And since you mentioned scanning the IPv4 address space for DNS servers - I did that as well at a some point for a product I've built (and even have a patent on). The list of servers you're going to get with a naive scanning approach is not what you want. It won't include the servers you probably want (such as the customer-facing DNS servers of ISPs) and will include an insane amount of junk like home routers or weird IoT devices that expose their port 53. Hit me up via the email in my profile if you want to chat.
[1]: https://www.submarinecablemap.com/
[2]: https://resolve.rs/
A couple thoughts:
1) Nameserver “redundancy” that isn’t. All the ns1/ns2 setups that collapse onto the same provider or ASN once you follow the trail.
2) Authoritative drift. One server quietly serving an older serial or odd TTL for a while — invisible until something breaks. With global data, quirks like that become obvious.

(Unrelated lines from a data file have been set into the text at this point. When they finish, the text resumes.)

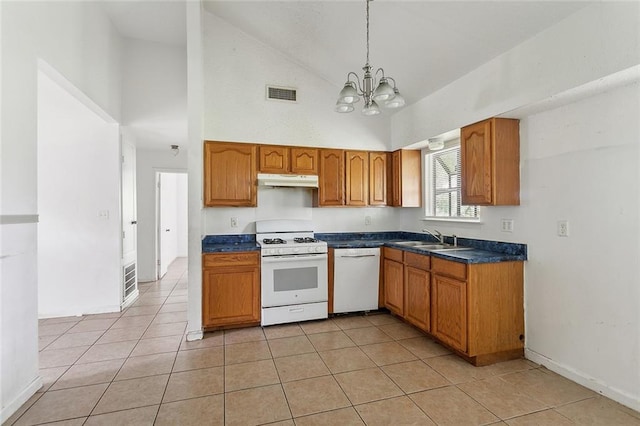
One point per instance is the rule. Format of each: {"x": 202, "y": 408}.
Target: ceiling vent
{"x": 287, "y": 94}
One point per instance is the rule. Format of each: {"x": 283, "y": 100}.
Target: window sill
{"x": 452, "y": 219}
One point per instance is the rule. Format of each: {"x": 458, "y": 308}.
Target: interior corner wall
{"x": 78, "y": 205}
{"x": 579, "y": 162}
{"x": 182, "y": 182}
{"x": 78, "y": 40}
{"x": 148, "y": 162}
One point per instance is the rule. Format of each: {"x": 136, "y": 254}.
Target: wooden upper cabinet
{"x": 331, "y": 177}
{"x": 304, "y": 161}
{"x": 449, "y": 311}
{"x": 357, "y": 178}
{"x": 274, "y": 159}
{"x": 378, "y": 178}
{"x": 285, "y": 160}
{"x": 229, "y": 174}
{"x": 406, "y": 178}
{"x": 230, "y": 289}
{"x": 490, "y": 157}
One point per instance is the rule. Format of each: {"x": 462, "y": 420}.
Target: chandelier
{"x": 383, "y": 94}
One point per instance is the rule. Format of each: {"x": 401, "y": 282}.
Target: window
{"x": 443, "y": 183}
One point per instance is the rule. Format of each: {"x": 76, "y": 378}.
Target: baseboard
{"x": 91, "y": 311}
{"x": 194, "y": 335}
{"x": 11, "y": 408}
{"x": 581, "y": 378}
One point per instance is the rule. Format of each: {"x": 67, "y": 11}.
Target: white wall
{"x": 148, "y": 162}
{"x": 182, "y": 202}
{"x": 154, "y": 99}
{"x": 78, "y": 40}
{"x": 168, "y": 237}
{"x": 78, "y": 204}
{"x": 595, "y": 42}
{"x": 237, "y": 69}
{"x": 579, "y": 162}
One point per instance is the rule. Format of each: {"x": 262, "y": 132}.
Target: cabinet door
{"x": 357, "y": 178}
{"x": 477, "y": 177}
{"x": 378, "y": 169}
{"x": 393, "y": 286}
{"x": 229, "y": 174}
{"x": 396, "y": 179}
{"x": 449, "y": 311}
{"x": 231, "y": 296}
{"x": 331, "y": 176}
{"x": 274, "y": 159}
{"x": 304, "y": 161}
{"x": 417, "y": 297}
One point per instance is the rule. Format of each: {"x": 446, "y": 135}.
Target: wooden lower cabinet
{"x": 230, "y": 289}
{"x": 393, "y": 278}
{"x": 417, "y": 302}
{"x": 449, "y": 312}
{"x": 475, "y": 309}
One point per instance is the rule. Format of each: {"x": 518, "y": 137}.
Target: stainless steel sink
{"x": 441, "y": 247}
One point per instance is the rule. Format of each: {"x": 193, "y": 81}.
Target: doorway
{"x": 171, "y": 219}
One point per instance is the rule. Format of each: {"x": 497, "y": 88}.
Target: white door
{"x": 167, "y": 220}
{"x": 129, "y": 220}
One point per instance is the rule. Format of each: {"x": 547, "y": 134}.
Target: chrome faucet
{"x": 437, "y": 235}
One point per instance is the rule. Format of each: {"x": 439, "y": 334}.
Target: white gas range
{"x": 294, "y": 277}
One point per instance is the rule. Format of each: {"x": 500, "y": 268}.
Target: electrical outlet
{"x": 506, "y": 225}
{"x": 563, "y": 228}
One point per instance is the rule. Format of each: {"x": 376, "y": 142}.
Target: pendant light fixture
{"x": 383, "y": 94}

Anyway, inspiring job. Wirewiki already feels like something that should have existed but somehow didn’t.
1) Include a link to dnsviz.net to check on the DNSSEC status of domains. They've already done all the work and it would be a nice integration.
2) Something that I wish more DNS operators understood is the concept of shared fate between authoritative name servers. Shared fate can come in the form of same AS, same upstream, same parent domain, etc. Operators might think they have redundancy when in fact all their servers are located in the same AS, for example. If there is any way you can highlight this or show this it would be useful.
3) I didn't try looking up a phishing domain, but displaying whether a domain exists on popular block lists would be awesome.
I love your attempt at understanding all the TXT RRs that have spread across the DNS in the last 10 years. What a mess.
You're right in that this is a rabbit hole. You could spend the rest of your life building this and never actually completing it, be careful!